前立腺がんのホルモン療法による性機能障害(ED・性欲減退など)

はじめに

ホルモン療法は、前立腺がんの早期〜転移した例まで非常に広く使われます。
体全体のことから考えれば手術よりも負担が軽いと言えます。
一方で、性機能という観点から考えれば、非常に多くの副作用があります。

前立腺がんの治療につきもののホルモン療法がどんな性機能障害を引き起こすのか、についてみていきましょう。

ホルモン療法で起きうる性機能障害の種類

はじめにざっくりと、ホルモン療法とは男性ホルモンを抑えることで前立腺がんが育つのを抑えることです。
そのため、内科的去勢とも言われます。
(内科的があるということは「外科的」もあります。外科的去勢とは、文字通り精巣をとってしまうことです。現在は多くの場合は「内科的去勢」が行われます) まさに「去勢」と言われるように、男性の性機能は抑えられてしまいます。
そのため

  • ED:勃起不全
  • オーガズム減退:射精しにくくなる
  • 不妊
  • 性欲減退
  • ペニス・精巣の萎縮
  • 女性化乳房:乳房(おっぱい)が膨らむ

などが起きえます。
順番に詳しくみていきましょう。

ホルモン療法によるED

ホルモン療法によってEDは引き起こされますが、その割合ははっきりとしていません。
ホルモン療法を受けた方の**91%**がEDになったとの報告もあります。

ホルモン療法によるEDの治療

ホルモン療法によるEDに関しては、ホルモン療法の中断によって回復します。
しかし、実際にはホルモン療法の中断が難しい場合も多いです。
そのような場合には、一般的なED治療薬(バイアグラなど)約40%の方に有効です。

オーガズム減退・不妊

ホルモン療法をうけているとペニスの感度が下がる可能性があります。
また手術や放射線療法と同様に、ホルモン療法でも射精量は減少していき、最終的にはほぼなくなります
これらによって射精時のオーガズム(快感)など性的な満足度が下がってしまいます

また、射精がなくなることは不妊にもつながる問題です。

不妊の治療

ホルモン療法による不妊に対する治療法としては精子バンクの利用があります。
精子バンクとは、ホルモン療法療開始前に精子を冷凍保存することです。
前立腺がんの方は年齢とともに増えます。そのため、前立腺がんは50代以上の方が主です。
そのため、気にされない方も多いのですが、やはり不妊が気になるという方は精子バンクを検討しましょう。

性欲減退

もともと性的欲求があった人でもホルモン療法を受けると約半数は性への関心がなくなります
性欲減退は性機能障害についてプラスに働くこともあります。
というのは、そもそも性欲がなければたとえEDでも問題にならないからです。

そのためご本人にとっては気にならない場合もありますが、パートナーとの関係が問題になることがあります。

ペニス・精巣の萎縮

これは他の性機能障害とはやや違います。
直接的に性機能障害を引き起こすわけではありませんが、ペニスや精巣が小さくなることがあります。
また、ホルモン療法によって体重の増加や筋肉の減少が起こりえます。そのため、腹囲の増加つまり、お腹が大きくなります
そうすると実際にペニスが小さくなるだけではなく、大きくなったお腹によってペニスが見えなくなる・小さく見えるということが起きます。

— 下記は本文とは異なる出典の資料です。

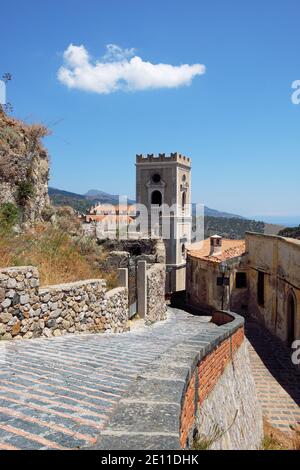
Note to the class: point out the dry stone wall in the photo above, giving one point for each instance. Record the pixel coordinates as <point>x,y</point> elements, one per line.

そのため、直接的に男性の性機能に問題はありませんが、男性としてのボディイメージを損なうこと言い換えれば男性らしさを失うことで精神的に性的な行為にネガティブになることがあります。

ペニス・精巣の萎縮の治療

ただし、リハビリによってペニスのサイズが維持できるとも言われています。
リハビリとは陰茎リハビリテーションという勃起を促す方法です。
具体的には次の前立腺がんによるEDの治療にてご説明します。

女性化乳房

女性化乳房

これも「ペニス・精巣の萎縮」と同様に直接的に性機能障害を引き起こすわけではありません。
文字通りおっぱいが女性のように膨らむことです。
こちらも直接的に男性の性機能に問題はありませんが精神的に性的な行為にネガティブになることがあります。
一方で、なかには膨らんだ乳房をそれこそ女性のように性感帯の一種として受け入れる人もいます。

女性化乳房の治療

ただし、どう受け取るかは人によって違いますので、どうしても膨らんだ乳房が嫌という方の治療としては、予防的に放射線治療を行うことや、すすんでしまったあとには乳房切除術や脂肪吸引など外科的にとってしまう方法があります。

パートナーとの関係性の問題

ここまでそれぞれの性機能障害についてみてきました。
しかし、一貫して問題となるのはご本人だけではなく、パートナーとの関係性の問題です。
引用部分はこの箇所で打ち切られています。